When my mother told him she’d run away from Jena, my father’s first impulse was to think of his own daughters and insist that she go home again in the morning. But when he learned that her mother had beaten her and that she’d never go to college, he reconsidered. “Golly, that’s rough,” he said. “Something wrong with a system that makes a bright, vital girl like you work behind the counter in a bakery. I’m an old-fashioned camper — a blanket and a piece of level ground’s enough for me. My hotel’s not much, but it does have beds. Why don’t you sleep in mine, and we’ll see how things look to you tomorrow. I can get a little shut-eye on the floor.”
His motives were almost certainly benign. My father was a good man: a tireless teacher and loyal husband, a seeder of independence in my sisters, a sucker for stories of injustice, a reflexive giver of the benefit of the doubt, a vigorous raiser of his hand when there was unpleasant work to be volunteered for. And yet I’m haunted by the fact that, all his life, he did exactly what he pleased. If he wanted to take his students to Honduras to dig sewage lines, or to a Navajo reservation to paint houses and brand cattle, even if it meant leaving my mother alone for weeks with the kids, he did it. If he wanted to stop the family car and chase a butterfly, he did it. And if he felt like marrying a pretty woman young enough to be his daughter, he did it — twice.
He was originally from Indiana. Hoping to make a contribution to agriculture, he’d pursued entomology, but the road to a PhD in entomology is long. Certain stages in the life cycle of the caddis flies he was studying could be collected only for a week or two each year, and to support himself while the years went by he took a job with the Colorado Department of Agriculture. He was living in Denver when he finished his dissertation and sent his collection to his committee in Indiana, which couldn’t grant a degree without seeing specimens. The package, which represented eight years of work, disappeared in the U.S. mail without a trace. His dream had been to teach at a university and do pure research, but instead he ended up as an ABD in the Denver public school district.
Sometime in the late thirties, he took under his protection a bright but vulnerable girl whose stepfather was an alcoholic brute. He had conferences with her mother, he arranged for the girl to live with a different family, and he encouraged her to apply for college.
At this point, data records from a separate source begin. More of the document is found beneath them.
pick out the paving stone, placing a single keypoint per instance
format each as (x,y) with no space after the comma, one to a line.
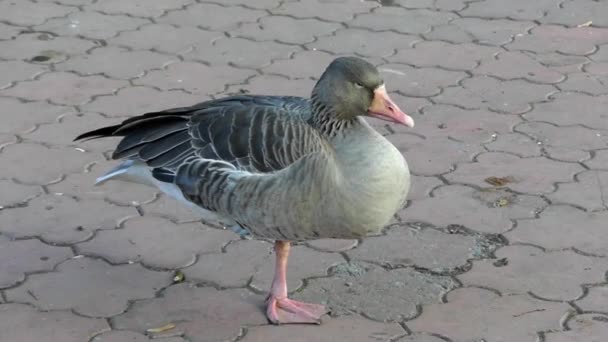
(61,132)
(351,328)
(420,338)
(339,11)
(512,65)
(450,56)
(421,187)
(575,13)
(554,230)
(62,220)
(93,25)
(488,211)
(258,4)
(401,20)
(515,9)
(14,71)
(433,156)
(21,117)
(285,29)
(23,256)
(595,300)
(565,64)
(419,82)
(600,69)
(212,16)
(305,64)
(94,289)
(584,328)
(139,8)
(240,52)
(26,13)
(570,41)
(64,88)
(82,186)
(131,336)
(332,245)
(253,261)
(515,143)
(14,193)
(429,249)
(188,76)
(588,110)
(19,322)
(150,239)
(549,275)
(202,314)
(43,46)
(446,5)
(165,38)
(599,161)
(513,96)
(68,2)
(7,139)
(464,125)
(274,85)
(8,31)
(552,137)
(363,42)
(482,31)
(139,100)
(23,163)
(601,55)
(167,207)
(116,62)
(584,82)
(474,314)
(522,172)
(349,289)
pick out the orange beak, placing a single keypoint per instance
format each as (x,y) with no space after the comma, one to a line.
(385,109)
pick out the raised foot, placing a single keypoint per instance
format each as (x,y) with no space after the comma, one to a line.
(288,311)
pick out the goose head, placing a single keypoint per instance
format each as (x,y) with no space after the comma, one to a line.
(351,87)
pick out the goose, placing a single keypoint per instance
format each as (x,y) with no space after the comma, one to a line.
(282,168)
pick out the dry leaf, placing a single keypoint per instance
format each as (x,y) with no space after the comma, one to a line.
(498,181)
(587,24)
(503,202)
(179,277)
(161,329)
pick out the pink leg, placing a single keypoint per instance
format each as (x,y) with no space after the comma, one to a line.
(280,309)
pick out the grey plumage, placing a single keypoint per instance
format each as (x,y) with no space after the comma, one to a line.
(282,167)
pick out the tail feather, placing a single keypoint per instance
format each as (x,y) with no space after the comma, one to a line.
(98,133)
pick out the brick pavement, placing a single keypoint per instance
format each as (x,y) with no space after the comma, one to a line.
(504,237)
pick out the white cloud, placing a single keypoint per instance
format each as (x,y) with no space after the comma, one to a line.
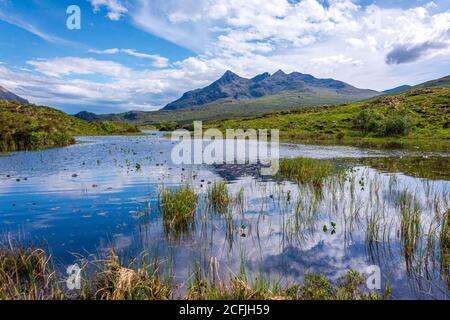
(158,61)
(115,8)
(342,40)
(81,66)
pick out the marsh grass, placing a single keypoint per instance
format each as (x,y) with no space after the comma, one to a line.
(307,171)
(409,225)
(315,287)
(27,274)
(178,208)
(139,280)
(444,244)
(219,196)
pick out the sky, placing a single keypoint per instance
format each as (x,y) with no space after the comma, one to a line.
(143,54)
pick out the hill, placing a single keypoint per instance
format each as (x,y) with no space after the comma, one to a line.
(6,95)
(27,127)
(397,89)
(231,87)
(441,83)
(419,114)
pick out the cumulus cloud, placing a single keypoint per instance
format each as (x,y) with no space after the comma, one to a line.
(365,45)
(158,61)
(81,66)
(405,54)
(115,8)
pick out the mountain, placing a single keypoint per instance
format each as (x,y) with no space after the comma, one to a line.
(419,116)
(282,101)
(397,89)
(441,83)
(6,95)
(231,87)
(30,127)
(87,116)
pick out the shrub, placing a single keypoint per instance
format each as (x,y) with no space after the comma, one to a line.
(369,121)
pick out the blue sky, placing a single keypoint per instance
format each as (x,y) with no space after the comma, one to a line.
(142,54)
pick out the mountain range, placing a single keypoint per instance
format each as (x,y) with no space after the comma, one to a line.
(231,87)
(6,95)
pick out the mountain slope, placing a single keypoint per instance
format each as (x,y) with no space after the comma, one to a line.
(412,116)
(442,83)
(6,95)
(397,89)
(27,127)
(231,87)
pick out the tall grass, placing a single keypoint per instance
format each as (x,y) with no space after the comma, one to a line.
(27,274)
(178,208)
(305,170)
(219,196)
(409,225)
(444,244)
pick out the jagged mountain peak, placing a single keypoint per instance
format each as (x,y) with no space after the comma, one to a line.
(233,87)
(6,95)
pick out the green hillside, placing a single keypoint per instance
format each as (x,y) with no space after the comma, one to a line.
(26,127)
(440,83)
(420,117)
(285,100)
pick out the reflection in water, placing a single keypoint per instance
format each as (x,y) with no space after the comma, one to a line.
(104,192)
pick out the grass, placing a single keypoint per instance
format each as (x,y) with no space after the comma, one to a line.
(306,170)
(315,287)
(178,208)
(26,274)
(219,196)
(409,225)
(424,122)
(434,168)
(26,127)
(444,244)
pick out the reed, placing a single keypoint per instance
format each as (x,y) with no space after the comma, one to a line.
(219,196)
(178,208)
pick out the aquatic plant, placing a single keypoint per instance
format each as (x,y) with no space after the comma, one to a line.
(27,274)
(307,171)
(178,208)
(315,287)
(219,196)
(114,281)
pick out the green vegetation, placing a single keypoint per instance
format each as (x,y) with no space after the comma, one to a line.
(27,127)
(219,197)
(436,168)
(306,170)
(417,118)
(229,109)
(444,244)
(26,274)
(315,287)
(178,208)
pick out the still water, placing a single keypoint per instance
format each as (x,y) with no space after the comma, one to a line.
(103,192)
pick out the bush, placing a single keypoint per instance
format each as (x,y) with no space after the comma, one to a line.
(369,121)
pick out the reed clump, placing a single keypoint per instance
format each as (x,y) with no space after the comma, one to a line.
(219,196)
(27,274)
(178,208)
(307,171)
(118,282)
(315,287)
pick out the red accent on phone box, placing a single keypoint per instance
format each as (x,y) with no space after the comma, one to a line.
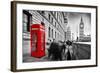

But the girl turned out to be amenable to rescue only temporarily, because her boyfriend was in prison. As soon as he got out, they ran away to California. My father served four years in the Army Signal Corps, the last of them in Bavaria, and when he returned to his job in Denver he learned that the young woman was living at home again; her boyfriend was now in military prison for nearly killing someone in a bar fight. My father, who I suspect had been in love with her from the beginning, invited her on long hikes in the mountains and by and by proposed to her. Trying to turn her life around, and under pressure from her mother, the young woman may have felt that she had no choice but to accept. (She looked like an angel in the one picture I ever saw of her, but there was something empty in her eyes, a deadness, the despair of the disparity between what she looked like and what she felt herself to be.) The daughters she’d had with my father were one and three when her boyfriend finished his sentence and resurfaced in Denver. My father never told even my mother, let alone me, what happened then. All I know is that he ended up with sole custody of my half sisters.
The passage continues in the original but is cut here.